Another dynamic in the process of dehumanization is the use of symbols of power and discipline, in Mathausen this was the use of the cap. Misuse of the cap enabled the utmost cruelty and became a visible symbol of psychological disobedience. Pedantic attention to dress and superficial signification is also critical in the process of dehumanization.
Another dynamic of dehumanization is the power of scrutiny, particularly surveillance ensuring all are under the gaze of the panoptican. The power of the panoptican is undertaken through assembly and behavioural observation, usually through some form of parade and enactment of power (see the Mathausen assembly area below.
The panoptican is used to determine the nature of in-group and out-groupness and on this basis discrimination and prejudice. Once people are differentiated as objects then the demand for absolutes can be applied and discipline metered out accordingly. This authority is only administered in one direction and there is no reciprocal determination.
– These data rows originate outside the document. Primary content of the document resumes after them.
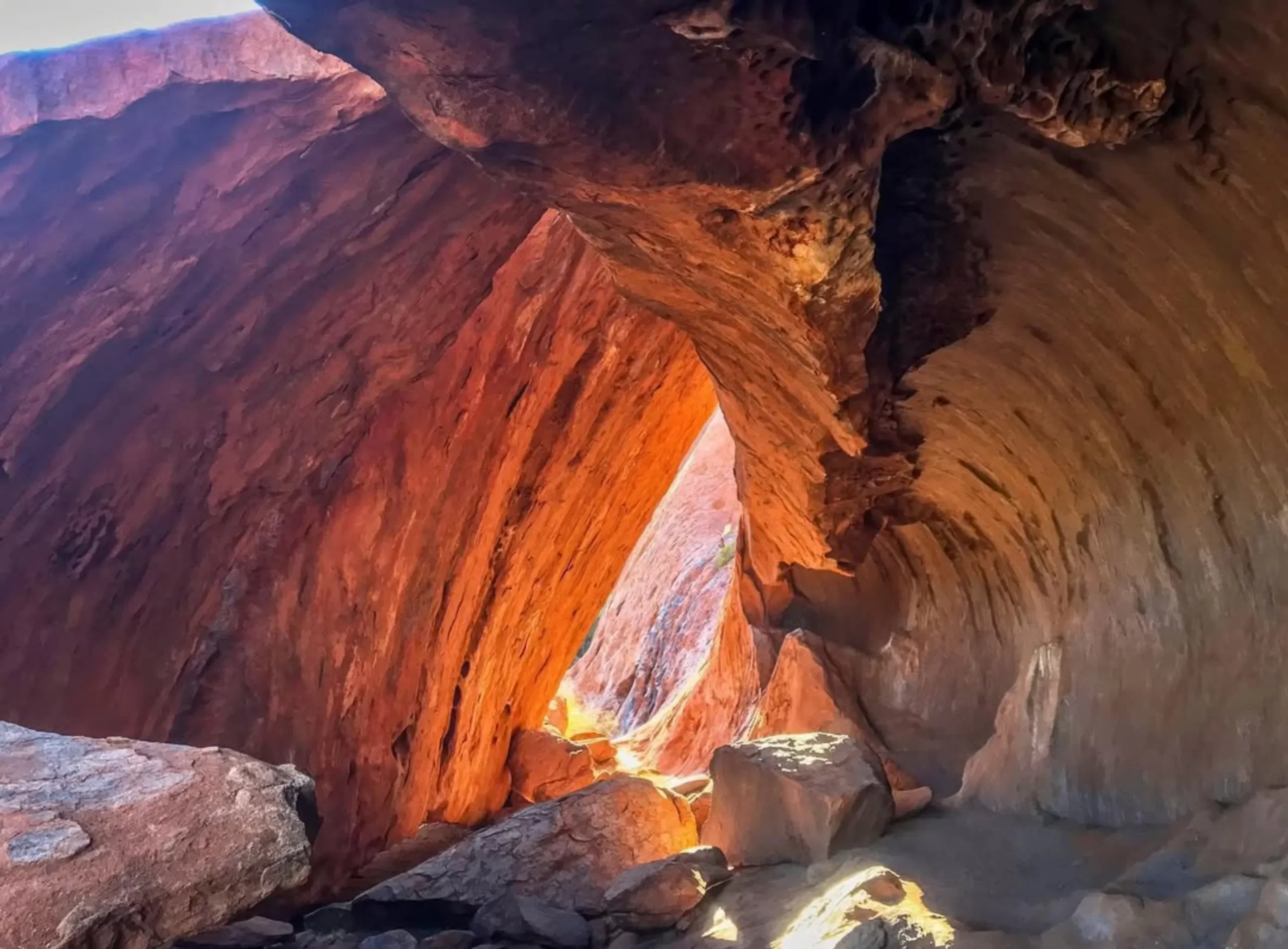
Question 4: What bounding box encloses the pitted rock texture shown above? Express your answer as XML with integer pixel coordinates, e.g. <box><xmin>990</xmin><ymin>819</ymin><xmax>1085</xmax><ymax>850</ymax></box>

<box><xmin>354</xmin><ymin>778</ymin><xmax>698</xmax><ymax>915</ymax></box>
<box><xmin>560</xmin><ymin>412</ymin><xmax>759</xmax><ymax>774</ymax></box>
<box><xmin>0</xmin><ymin>16</ymin><xmax>713</xmax><ymax>889</ymax></box>
<box><xmin>0</xmin><ymin>722</ymin><xmax>315</xmax><ymax>949</ymax></box>
<box><xmin>268</xmin><ymin>0</ymin><xmax>1288</xmax><ymax>824</ymax></box>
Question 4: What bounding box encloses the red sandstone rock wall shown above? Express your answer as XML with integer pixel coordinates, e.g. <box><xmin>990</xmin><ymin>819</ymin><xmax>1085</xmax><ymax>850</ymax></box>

<box><xmin>0</xmin><ymin>16</ymin><xmax>712</xmax><ymax>882</ymax></box>
<box><xmin>564</xmin><ymin>412</ymin><xmax>760</xmax><ymax>774</ymax></box>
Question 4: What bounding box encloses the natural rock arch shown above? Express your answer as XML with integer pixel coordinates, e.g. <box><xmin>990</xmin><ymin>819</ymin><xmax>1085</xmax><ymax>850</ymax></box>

<box><xmin>259</xmin><ymin>0</ymin><xmax>1288</xmax><ymax>823</ymax></box>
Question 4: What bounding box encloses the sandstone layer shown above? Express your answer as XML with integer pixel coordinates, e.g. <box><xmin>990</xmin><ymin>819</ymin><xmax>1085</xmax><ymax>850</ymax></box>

<box><xmin>561</xmin><ymin>412</ymin><xmax>760</xmax><ymax>774</ymax></box>
<box><xmin>268</xmin><ymin>0</ymin><xmax>1288</xmax><ymax>824</ymax></box>
<box><xmin>0</xmin><ymin>722</ymin><xmax>317</xmax><ymax>949</ymax></box>
<box><xmin>0</xmin><ymin>14</ymin><xmax>713</xmax><ymax>885</ymax></box>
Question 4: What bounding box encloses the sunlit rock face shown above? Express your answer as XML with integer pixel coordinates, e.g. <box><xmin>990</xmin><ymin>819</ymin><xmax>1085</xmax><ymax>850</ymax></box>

<box><xmin>561</xmin><ymin>412</ymin><xmax>760</xmax><ymax>774</ymax></box>
<box><xmin>269</xmin><ymin>0</ymin><xmax>1288</xmax><ymax>823</ymax></box>
<box><xmin>0</xmin><ymin>16</ymin><xmax>713</xmax><ymax>885</ymax></box>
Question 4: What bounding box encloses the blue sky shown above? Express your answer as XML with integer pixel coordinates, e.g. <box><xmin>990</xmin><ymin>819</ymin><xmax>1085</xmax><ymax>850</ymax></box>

<box><xmin>0</xmin><ymin>0</ymin><xmax>255</xmax><ymax>54</ymax></box>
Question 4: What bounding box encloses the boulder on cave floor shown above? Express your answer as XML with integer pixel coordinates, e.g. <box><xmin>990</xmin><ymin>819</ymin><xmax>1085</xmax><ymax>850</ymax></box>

<box><xmin>470</xmin><ymin>894</ymin><xmax>590</xmax><ymax>949</ymax></box>
<box><xmin>604</xmin><ymin>847</ymin><xmax>733</xmax><ymax>932</ymax></box>
<box><xmin>0</xmin><ymin>722</ymin><xmax>314</xmax><ymax>949</ymax></box>
<box><xmin>177</xmin><ymin>915</ymin><xmax>295</xmax><ymax>949</ymax></box>
<box><xmin>702</xmin><ymin>733</ymin><xmax>894</xmax><ymax>867</ymax></box>
<box><xmin>508</xmin><ymin>729</ymin><xmax>595</xmax><ymax>804</ymax></box>
<box><xmin>354</xmin><ymin>778</ymin><xmax>698</xmax><ymax>918</ymax></box>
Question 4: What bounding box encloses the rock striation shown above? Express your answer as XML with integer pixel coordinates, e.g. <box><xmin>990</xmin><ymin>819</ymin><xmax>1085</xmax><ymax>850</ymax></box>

<box><xmin>0</xmin><ymin>14</ymin><xmax>713</xmax><ymax>889</ymax></box>
<box><xmin>259</xmin><ymin>0</ymin><xmax>1288</xmax><ymax>824</ymax></box>
<box><xmin>0</xmin><ymin>722</ymin><xmax>317</xmax><ymax>949</ymax></box>
<box><xmin>560</xmin><ymin>412</ymin><xmax>759</xmax><ymax>774</ymax></box>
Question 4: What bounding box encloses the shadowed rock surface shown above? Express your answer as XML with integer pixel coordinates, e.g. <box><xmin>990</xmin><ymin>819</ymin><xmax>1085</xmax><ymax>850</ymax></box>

<box><xmin>259</xmin><ymin>0</ymin><xmax>1288</xmax><ymax>824</ymax></box>
<box><xmin>0</xmin><ymin>722</ymin><xmax>317</xmax><ymax>949</ymax></box>
<box><xmin>354</xmin><ymin>778</ymin><xmax>698</xmax><ymax>918</ymax></box>
<box><xmin>702</xmin><ymin>733</ymin><xmax>894</xmax><ymax>867</ymax></box>
<box><xmin>0</xmin><ymin>14</ymin><xmax>713</xmax><ymax>887</ymax></box>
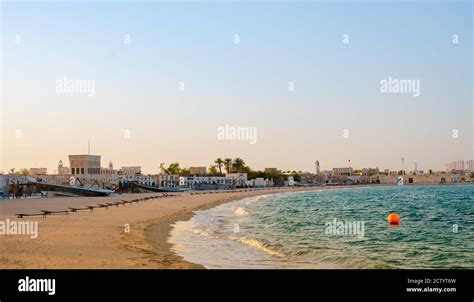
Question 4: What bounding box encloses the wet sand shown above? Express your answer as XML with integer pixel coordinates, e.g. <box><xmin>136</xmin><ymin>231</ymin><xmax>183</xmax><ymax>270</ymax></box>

<box><xmin>0</xmin><ymin>186</ymin><xmax>378</xmax><ymax>269</ymax></box>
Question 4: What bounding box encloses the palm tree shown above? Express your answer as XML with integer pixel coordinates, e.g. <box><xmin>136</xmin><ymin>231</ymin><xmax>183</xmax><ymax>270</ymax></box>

<box><xmin>160</xmin><ymin>163</ymin><xmax>168</xmax><ymax>174</ymax></box>
<box><xmin>232</xmin><ymin>157</ymin><xmax>245</xmax><ymax>172</ymax></box>
<box><xmin>224</xmin><ymin>157</ymin><xmax>232</xmax><ymax>173</ymax></box>
<box><xmin>214</xmin><ymin>157</ymin><xmax>224</xmax><ymax>174</ymax></box>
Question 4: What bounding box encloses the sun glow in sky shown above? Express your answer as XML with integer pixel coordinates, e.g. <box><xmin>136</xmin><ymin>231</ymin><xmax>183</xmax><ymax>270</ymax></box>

<box><xmin>0</xmin><ymin>1</ymin><xmax>474</xmax><ymax>173</ymax></box>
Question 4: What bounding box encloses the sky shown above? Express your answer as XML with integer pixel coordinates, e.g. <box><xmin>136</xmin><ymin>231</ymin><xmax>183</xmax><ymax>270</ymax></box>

<box><xmin>0</xmin><ymin>1</ymin><xmax>474</xmax><ymax>173</ymax></box>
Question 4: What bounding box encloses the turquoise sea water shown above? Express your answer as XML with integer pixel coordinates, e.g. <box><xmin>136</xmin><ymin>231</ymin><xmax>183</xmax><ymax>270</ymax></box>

<box><xmin>169</xmin><ymin>185</ymin><xmax>474</xmax><ymax>268</ymax></box>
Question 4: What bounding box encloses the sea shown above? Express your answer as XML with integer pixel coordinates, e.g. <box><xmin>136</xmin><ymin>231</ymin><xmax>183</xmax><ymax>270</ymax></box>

<box><xmin>169</xmin><ymin>184</ymin><xmax>474</xmax><ymax>269</ymax></box>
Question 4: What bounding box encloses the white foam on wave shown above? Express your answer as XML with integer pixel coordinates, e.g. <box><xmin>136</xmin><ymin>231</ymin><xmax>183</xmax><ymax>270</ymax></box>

<box><xmin>229</xmin><ymin>237</ymin><xmax>285</xmax><ymax>258</ymax></box>
<box><xmin>234</xmin><ymin>207</ymin><xmax>249</xmax><ymax>216</ymax></box>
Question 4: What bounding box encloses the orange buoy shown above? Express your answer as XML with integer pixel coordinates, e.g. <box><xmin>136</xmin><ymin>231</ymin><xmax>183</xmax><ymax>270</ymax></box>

<box><xmin>388</xmin><ymin>213</ymin><xmax>400</xmax><ymax>224</ymax></box>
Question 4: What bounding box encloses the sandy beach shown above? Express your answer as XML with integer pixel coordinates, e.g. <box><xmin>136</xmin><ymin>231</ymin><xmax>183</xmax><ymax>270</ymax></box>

<box><xmin>0</xmin><ymin>187</ymin><xmax>341</xmax><ymax>269</ymax></box>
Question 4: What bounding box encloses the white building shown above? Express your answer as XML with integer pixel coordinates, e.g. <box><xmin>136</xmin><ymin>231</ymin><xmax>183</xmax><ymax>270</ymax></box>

<box><xmin>30</xmin><ymin>168</ymin><xmax>48</xmax><ymax>177</ymax></box>
<box><xmin>225</xmin><ymin>173</ymin><xmax>247</xmax><ymax>187</ymax></box>
<box><xmin>119</xmin><ymin>166</ymin><xmax>142</xmax><ymax>176</ymax></box>
<box><xmin>445</xmin><ymin>160</ymin><xmax>465</xmax><ymax>172</ymax></box>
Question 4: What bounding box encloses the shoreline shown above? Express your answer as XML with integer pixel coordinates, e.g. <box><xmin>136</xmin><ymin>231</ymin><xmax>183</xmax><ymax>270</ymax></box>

<box><xmin>144</xmin><ymin>184</ymin><xmax>391</xmax><ymax>269</ymax></box>
<box><xmin>0</xmin><ymin>184</ymin><xmax>466</xmax><ymax>269</ymax></box>
<box><xmin>0</xmin><ymin>187</ymin><xmax>352</xmax><ymax>269</ymax></box>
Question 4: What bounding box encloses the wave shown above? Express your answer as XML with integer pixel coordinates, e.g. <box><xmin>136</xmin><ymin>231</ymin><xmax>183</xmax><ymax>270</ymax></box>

<box><xmin>234</xmin><ymin>207</ymin><xmax>249</xmax><ymax>216</ymax></box>
<box><xmin>228</xmin><ymin>237</ymin><xmax>286</xmax><ymax>258</ymax></box>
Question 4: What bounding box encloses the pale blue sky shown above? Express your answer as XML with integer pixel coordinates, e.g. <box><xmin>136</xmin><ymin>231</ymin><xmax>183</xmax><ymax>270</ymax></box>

<box><xmin>0</xmin><ymin>1</ymin><xmax>473</xmax><ymax>173</ymax></box>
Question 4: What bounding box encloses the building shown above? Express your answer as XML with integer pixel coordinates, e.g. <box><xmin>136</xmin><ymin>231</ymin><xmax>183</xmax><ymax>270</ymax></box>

<box><xmin>225</xmin><ymin>173</ymin><xmax>248</xmax><ymax>187</ymax></box>
<box><xmin>189</xmin><ymin>167</ymin><xmax>207</xmax><ymax>175</ymax></box>
<box><xmin>155</xmin><ymin>173</ymin><xmax>179</xmax><ymax>187</ymax></box>
<box><xmin>98</xmin><ymin>162</ymin><xmax>119</xmax><ymax>184</ymax></box>
<box><xmin>58</xmin><ymin>160</ymin><xmax>71</xmax><ymax>175</ymax></box>
<box><xmin>362</xmin><ymin>168</ymin><xmax>380</xmax><ymax>176</ymax></box>
<box><xmin>332</xmin><ymin>167</ymin><xmax>352</xmax><ymax>176</ymax></box>
<box><xmin>119</xmin><ymin>166</ymin><xmax>142</xmax><ymax>176</ymax></box>
<box><xmin>298</xmin><ymin>172</ymin><xmax>319</xmax><ymax>184</ymax></box>
<box><xmin>30</xmin><ymin>168</ymin><xmax>48</xmax><ymax>177</ymax></box>
<box><xmin>265</xmin><ymin>168</ymin><xmax>281</xmax><ymax>174</ymax></box>
<box><xmin>179</xmin><ymin>175</ymin><xmax>231</xmax><ymax>189</ymax></box>
<box><xmin>380</xmin><ymin>173</ymin><xmax>468</xmax><ymax>184</ymax></box>
<box><xmin>465</xmin><ymin>159</ymin><xmax>474</xmax><ymax>172</ymax></box>
<box><xmin>445</xmin><ymin>160</ymin><xmax>465</xmax><ymax>172</ymax></box>
<box><xmin>69</xmin><ymin>155</ymin><xmax>100</xmax><ymax>177</ymax></box>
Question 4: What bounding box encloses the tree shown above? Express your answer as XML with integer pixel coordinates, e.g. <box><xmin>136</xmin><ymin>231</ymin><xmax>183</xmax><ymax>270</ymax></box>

<box><xmin>232</xmin><ymin>157</ymin><xmax>245</xmax><ymax>173</ymax></box>
<box><xmin>214</xmin><ymin>157</ymin><xmax>224</xmax><ymax>174</ymax></box>
<box><xmin>209</xmin><ymin>165</ymin><xmax>222</xmax><ymax>175</ymax></box>
<box><xmin>160</xmin><ymin>163</ymin><xmax>168</xmax><ymax>174</ymax></box>
<box><xmin>160</xmin><ymin>162</ymin><xmax>181</xmax><ymax>175</ymax></box>
<box><xmin>20</xmin><ymin>168</ymin><xmax>30</xmax><ymax>176</ymax></box>
<box><xmin>179</xmin><ymin>168</ymin><xmax>191</xmax><ymax>175</ymax></box>
<box><xmin>168</xmin><ymin>162</ymin><xmax>181</xmax><ymax>175</ymax></box>
<box><xmin>224</xmin><ymin>157</ymin><xmax>232</xmax><ymax>173</ymax></box>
One of the books we study intensely in the Post Graduate Program in the Social Psychology of Risk is Abelson, Frey and Gregg’s three volume series Experiments With People. Abelson’s book documents social psychology research over the past 50 years with much of the foundational work being undertaken in response to the dehumanization by the Nazis.
When we understand the dynamics of dehumanization through social psychology we should then be more responsive and sensitive to such dynamics wherever they are exhibited, including dehumanization in the name and good of risk and safety.